Here is an overview of the last chapter of her book, taken from her website, www.hungrycitybook.co.uk:
Chapter Seven is about the future, and asks how we can use food as a tool for re-thinking cities and the way we live in them. The chapter’s title – sitopia – is a made-up word, from the Greek sitos, meaning food, and topos, place. So it means ‘food-place’, as opposed to utopia (‘good place’, or ‘no place’) a term used since Plato to describe an ideal – and therefore unattainable – community. Utopianism is the nearest thing we have to a cross-disciplinary tradition of thought about the problem of dwelling. The trouble is that it’s not a realistic approach, because it aims at perfection. That’s why I’m proposing sitopia as a practical alternative. The world is already shaped by food, so we may as well start using food to shape the world more positively.

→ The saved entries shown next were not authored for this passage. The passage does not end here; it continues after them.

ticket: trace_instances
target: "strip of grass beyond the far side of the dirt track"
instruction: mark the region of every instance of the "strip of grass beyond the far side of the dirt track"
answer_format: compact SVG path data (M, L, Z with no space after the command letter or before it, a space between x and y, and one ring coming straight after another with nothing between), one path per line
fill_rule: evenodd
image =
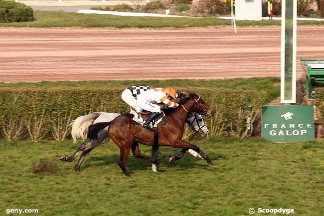
M63 11L34 11L36 21L0 23L0 26L13 27L116 27L116 28L161 28L161 27L206 27L230 25L230 20L214 17L176 18L176 17L134 17L105 14L83 14ZM237 21L238 26L280 25L280 20ZM298 24L322 25L324 21L298 21Z

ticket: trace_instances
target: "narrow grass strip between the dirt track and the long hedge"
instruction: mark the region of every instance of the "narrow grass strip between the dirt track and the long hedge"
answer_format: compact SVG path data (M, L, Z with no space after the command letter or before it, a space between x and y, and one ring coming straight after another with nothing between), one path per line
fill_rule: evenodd
M0 82L0 88L105 88L105 87L124 87L131 85L148 85L152 87L178 87L178 88L231 88L231 89L247 89L267 92L267 101L271 101L280 95L280 78L278 77L262 77L262 78L235 78L235 79L216 79L216 80L192 80L192 79L170 79L170 80L108 80L108 81L60 81L60 82L19 82L19 83L3 83ZM253 84L253 85L252 85Z

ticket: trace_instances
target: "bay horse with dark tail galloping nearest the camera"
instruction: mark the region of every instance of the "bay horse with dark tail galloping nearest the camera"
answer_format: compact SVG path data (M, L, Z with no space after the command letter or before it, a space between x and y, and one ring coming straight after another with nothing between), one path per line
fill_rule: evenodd
M210 158L200 150L199 147L181 140L183 136L184 123L188 118L189 113L192 112L210 117L214 115L214 111L208 104L206 104L198 95L190 93L189 97L186 97L179 102L177 108L165 111L165 124L157 127L159 134L158 146L171 146L172 148L181 148L183 150L192 149L206 160L208 165L212 166L213 163ZM110 122L91 125L88 131L88 139L95 140L98 138L98 133L109 126L109 136L120 148L120 159L118 165L126 176L130 176L126 167L126 161L131 149L133 156L149 161L155 165L161 164L157 158L148 157L140 152L139 143L153 146L155 136L152 130L146 129L135 123L133 117L133 114L121 114Z

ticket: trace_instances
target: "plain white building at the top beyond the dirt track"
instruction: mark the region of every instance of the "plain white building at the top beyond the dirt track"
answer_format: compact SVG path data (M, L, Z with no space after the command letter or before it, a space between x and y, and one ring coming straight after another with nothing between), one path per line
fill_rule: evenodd
M261 20L262 0L235 0L236 20Z

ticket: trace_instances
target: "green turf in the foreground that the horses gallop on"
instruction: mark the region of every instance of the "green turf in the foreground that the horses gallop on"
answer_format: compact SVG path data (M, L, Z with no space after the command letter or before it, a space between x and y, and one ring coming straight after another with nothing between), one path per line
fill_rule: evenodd
M295 216L323 216L323 141L211 138L197 145L214 167L189 155L168 163L164 156L179 150L165 147L160 149L166 164L161 173L130 155L132 177L127 178L116 163L119 149L113 143L97 147L76 173L76 161L58 160L78 148L71 141L0 141L0 213L38 209L39 216L248 216L249 208L283 208L294 209ZM150 155L150 147L140 148ZM55 174L31 172L32 162L42 158L57 162Z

And here is a video of her talk from TED:If you look back at urban history, you realise that the dilemmas we face today are nothing new. Their scale may be unprecedented, but people have been puzzling over the question of how to build equable, workable, sustainable communities for about as long as cities have existed. I believe food is the key to thinking about these issues – the obvious answer that has been staring at us all along, only it was too big to see.
Food is what connects us all to each other and to the natural world, which makes it an incredibly powerful medium for thinking and acting collaboratively. It encompasses all of life – not just what is necessary, but also what makes live worth living. I can’t think of a more powerful or positive global revolution than one in which we all learned to see the world through food, and I hope that reading Hungry City will help you start doing just that.
I love those TED talks - and this is a really cool one. It's a great concept to think about urban renewal in terms of food.